Part The Penultimate:
It is now clear that the entire Republican pushback on financial reform legislation is going to be based on a pack of lies. We now know this well ahead of time. If it works, and I think it will, it will be referred to thereafter as "effective," as though that also made it true. Recall, always, the Third Great premise: Fact is that which enough people believe, and Truth is measured by how fervently they believe it.

Part The Ultimate:
I feel like being naive here, so let memake a proposal to people like Blanche Lincoln and Ben Nelson, and to the various Blue Dogs in the House. Look, gang. You guys are going to lose next fall, and some of you are going to lose hugely. You can campaign as hard as you like, but I don’t believe it’s ultimately going to do you much good. So here’s the deal — get out of the way. Vote with the party on health-care, on financial reform, on cap-and-trade, on all of it. (And, Blanche? It might even be good politics for you anyway) Become more Democratic than LBJ. If you’re going to lose anyway, have some fun while you’re still in there. Jack the rich guys. Tease the wingnuts unmercifully. Say anything you want, and vote the right way. If you’re going to lose anyway, you’re…liberated. You’re free as birds, the lot of you, for the next nine months. Unless, of course, you’re already lining up those sweet K Street jobs so as to have a soft landing in the Dreaded Private Sector. In which case, well, you’re pretty much what I thought y’all were all along.

The Mail

Name: Stephen Carver
Hometown: Los Angeles

Dr. A,

I read your column regarding "Game Change" and I must say that afterward, I was interested in NOT reading the book for the following reason: the title.

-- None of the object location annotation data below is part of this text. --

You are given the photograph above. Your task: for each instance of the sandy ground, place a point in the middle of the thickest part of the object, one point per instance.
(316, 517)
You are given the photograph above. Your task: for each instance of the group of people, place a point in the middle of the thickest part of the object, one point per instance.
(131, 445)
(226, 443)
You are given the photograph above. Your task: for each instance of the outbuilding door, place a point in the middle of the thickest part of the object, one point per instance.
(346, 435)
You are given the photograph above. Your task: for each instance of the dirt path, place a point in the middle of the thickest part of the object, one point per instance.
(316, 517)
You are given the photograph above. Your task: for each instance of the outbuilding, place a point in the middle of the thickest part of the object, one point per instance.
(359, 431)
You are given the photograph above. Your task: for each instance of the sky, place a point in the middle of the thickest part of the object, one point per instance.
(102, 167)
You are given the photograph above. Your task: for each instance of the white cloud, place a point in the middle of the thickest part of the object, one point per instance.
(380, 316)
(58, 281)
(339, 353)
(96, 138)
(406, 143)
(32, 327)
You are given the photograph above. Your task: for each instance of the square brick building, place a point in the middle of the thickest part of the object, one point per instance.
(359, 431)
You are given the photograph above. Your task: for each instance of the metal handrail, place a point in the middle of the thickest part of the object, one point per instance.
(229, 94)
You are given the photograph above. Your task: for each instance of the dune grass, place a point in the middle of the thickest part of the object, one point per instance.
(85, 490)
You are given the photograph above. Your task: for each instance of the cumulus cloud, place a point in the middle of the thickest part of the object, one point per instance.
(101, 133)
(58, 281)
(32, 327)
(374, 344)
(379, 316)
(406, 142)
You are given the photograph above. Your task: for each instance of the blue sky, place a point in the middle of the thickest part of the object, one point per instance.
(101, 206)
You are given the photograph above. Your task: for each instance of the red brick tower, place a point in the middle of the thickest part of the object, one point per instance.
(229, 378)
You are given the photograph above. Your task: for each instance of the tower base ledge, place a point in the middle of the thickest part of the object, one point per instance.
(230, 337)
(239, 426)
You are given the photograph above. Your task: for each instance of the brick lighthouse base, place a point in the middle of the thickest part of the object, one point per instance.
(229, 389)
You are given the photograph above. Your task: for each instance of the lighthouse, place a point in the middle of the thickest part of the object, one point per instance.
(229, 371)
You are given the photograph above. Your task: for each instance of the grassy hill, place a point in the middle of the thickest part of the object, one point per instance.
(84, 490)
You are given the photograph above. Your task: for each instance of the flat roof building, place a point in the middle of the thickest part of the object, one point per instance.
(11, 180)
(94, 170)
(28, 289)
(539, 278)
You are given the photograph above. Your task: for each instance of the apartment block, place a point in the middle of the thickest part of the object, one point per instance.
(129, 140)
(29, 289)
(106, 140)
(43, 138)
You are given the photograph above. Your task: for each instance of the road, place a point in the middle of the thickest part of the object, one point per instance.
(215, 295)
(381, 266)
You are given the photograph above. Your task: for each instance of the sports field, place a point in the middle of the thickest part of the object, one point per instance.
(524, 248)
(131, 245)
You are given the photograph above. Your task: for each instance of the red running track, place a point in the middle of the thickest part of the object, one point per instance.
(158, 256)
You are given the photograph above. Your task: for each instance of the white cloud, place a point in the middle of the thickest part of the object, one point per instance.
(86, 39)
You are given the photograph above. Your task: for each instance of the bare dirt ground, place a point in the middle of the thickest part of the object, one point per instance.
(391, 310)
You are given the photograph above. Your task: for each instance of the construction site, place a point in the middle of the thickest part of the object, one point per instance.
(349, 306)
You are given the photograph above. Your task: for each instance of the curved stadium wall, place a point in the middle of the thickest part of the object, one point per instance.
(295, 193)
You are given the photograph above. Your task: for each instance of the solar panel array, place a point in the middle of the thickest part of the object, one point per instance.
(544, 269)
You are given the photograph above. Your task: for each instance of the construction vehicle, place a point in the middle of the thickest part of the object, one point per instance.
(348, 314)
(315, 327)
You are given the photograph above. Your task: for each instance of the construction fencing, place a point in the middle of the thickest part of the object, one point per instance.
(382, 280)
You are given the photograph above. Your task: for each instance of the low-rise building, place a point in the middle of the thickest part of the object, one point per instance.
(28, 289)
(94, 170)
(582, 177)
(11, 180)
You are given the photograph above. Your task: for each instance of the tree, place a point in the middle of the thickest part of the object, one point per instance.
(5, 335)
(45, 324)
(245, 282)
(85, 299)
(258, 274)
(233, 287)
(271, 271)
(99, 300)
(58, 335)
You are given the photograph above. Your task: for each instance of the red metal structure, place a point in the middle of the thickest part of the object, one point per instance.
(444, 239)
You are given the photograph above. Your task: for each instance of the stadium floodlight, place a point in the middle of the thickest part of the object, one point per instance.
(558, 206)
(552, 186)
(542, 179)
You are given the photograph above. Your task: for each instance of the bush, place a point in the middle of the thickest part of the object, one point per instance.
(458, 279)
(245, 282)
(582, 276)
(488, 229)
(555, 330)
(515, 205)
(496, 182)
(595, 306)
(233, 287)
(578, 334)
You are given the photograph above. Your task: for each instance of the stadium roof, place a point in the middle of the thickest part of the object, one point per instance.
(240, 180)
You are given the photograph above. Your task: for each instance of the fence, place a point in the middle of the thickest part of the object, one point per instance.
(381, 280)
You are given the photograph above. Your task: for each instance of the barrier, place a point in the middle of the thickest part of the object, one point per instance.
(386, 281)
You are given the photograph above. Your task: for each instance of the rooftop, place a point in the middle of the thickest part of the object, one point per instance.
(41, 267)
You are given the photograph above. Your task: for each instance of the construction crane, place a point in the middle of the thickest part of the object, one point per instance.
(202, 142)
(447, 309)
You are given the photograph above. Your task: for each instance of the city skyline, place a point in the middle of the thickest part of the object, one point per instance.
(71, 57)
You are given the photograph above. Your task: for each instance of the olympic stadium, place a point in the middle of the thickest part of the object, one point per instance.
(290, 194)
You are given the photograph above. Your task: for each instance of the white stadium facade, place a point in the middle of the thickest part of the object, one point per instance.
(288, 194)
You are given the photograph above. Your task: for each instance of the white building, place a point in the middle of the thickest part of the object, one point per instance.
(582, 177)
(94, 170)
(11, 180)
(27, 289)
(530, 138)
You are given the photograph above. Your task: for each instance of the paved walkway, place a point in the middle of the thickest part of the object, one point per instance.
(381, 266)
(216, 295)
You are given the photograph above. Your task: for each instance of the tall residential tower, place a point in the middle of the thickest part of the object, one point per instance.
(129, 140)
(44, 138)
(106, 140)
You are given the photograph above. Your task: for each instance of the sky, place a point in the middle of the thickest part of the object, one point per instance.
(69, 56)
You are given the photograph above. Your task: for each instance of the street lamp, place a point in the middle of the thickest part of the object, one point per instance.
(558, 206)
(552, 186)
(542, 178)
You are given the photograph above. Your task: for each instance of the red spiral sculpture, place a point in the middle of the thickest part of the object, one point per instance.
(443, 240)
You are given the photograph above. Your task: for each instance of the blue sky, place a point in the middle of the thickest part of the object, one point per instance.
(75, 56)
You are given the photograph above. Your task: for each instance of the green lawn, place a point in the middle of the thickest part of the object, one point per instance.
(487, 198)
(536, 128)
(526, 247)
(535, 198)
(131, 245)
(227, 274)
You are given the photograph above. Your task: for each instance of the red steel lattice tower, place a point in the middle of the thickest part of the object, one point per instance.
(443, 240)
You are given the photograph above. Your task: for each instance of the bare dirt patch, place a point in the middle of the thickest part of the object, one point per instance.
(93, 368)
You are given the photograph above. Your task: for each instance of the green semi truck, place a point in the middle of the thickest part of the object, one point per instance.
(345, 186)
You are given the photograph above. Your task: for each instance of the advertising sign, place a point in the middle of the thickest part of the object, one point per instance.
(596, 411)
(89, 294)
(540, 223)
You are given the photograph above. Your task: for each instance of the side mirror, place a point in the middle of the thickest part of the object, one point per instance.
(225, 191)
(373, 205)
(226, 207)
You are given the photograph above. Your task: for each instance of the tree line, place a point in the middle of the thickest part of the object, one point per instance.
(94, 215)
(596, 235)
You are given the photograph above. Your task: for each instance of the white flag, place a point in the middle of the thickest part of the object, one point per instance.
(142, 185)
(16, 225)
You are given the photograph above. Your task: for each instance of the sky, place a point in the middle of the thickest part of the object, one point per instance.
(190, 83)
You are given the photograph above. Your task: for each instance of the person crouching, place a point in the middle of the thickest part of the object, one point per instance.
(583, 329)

Call me naive about politics or call me stupid, but what amazes, astounds and disgusts me about Washington these days is that EVERYONE thinks it is "a game." With health care, these are American lives they’re discussing, yet politicians care more about scoring political points, and journalists care more about who gets the story first, rather than who gets it right first. It’s just tit for tat and no one wins anything.

With energy and global warming, we’re talking about the future of human life on the planet, yet politicians on both sides care more about their corporate Big Oil contributions than whether their great grandchildren will all have to live in Colorado and Wyoming because Florida, Louisiana and Maryland are under water.

The world has gone on for so long like this and yet people haven’t even begun working out the sustainability issues currently facing us. I’m not one to think the world is coming to an end at all (I actually believe we’re pretty smart for the apes we are), but I am concerned about our short sightedness as a species. It is, perhaps, our evolutionary Achilles heel, and our politicians, who were once much wiser than the rest of us (think Founding Fathers), have simply turned into corporate shills.

I don’t know what the solution is, but isn’t the first step in any rehabilitation program to recognize the problem and acknowledge it? Isn’t that what Obama is trying to do lately?

Name: Makaainana Hawaiianstyle

Let’s think about Corporations and politics.

Its axiomatic in a Democracy that one man equals one vote.

I propose legislation that says a Corporation must poll its employees and stockholders on a topic/person/cause that the corporation wants to contribute money to.

Then the corporation must contribute to organizations involved in that topic/ person/ cause in proportion to the poll results.

No one surrenders their political voice or right to an opinion just because they invest in a corporation or union nor do they do so if they are employed by the corporation.

If the legal reasoning is that corporations are groups of individuals that should not lose their political advocacy rights just because they are a part of the organization/corporation then this law is simply ensuring that the individual keeps his political voice.

Name: Glenn Lambert
Hometown: Lost Angle Eez

At a Hudson Books at JFK last Saturday, I saw a copy of Pierce’s "Idiot America" displayed in the "Self- Improvement" section. Apparently some people think it’s a curable condition.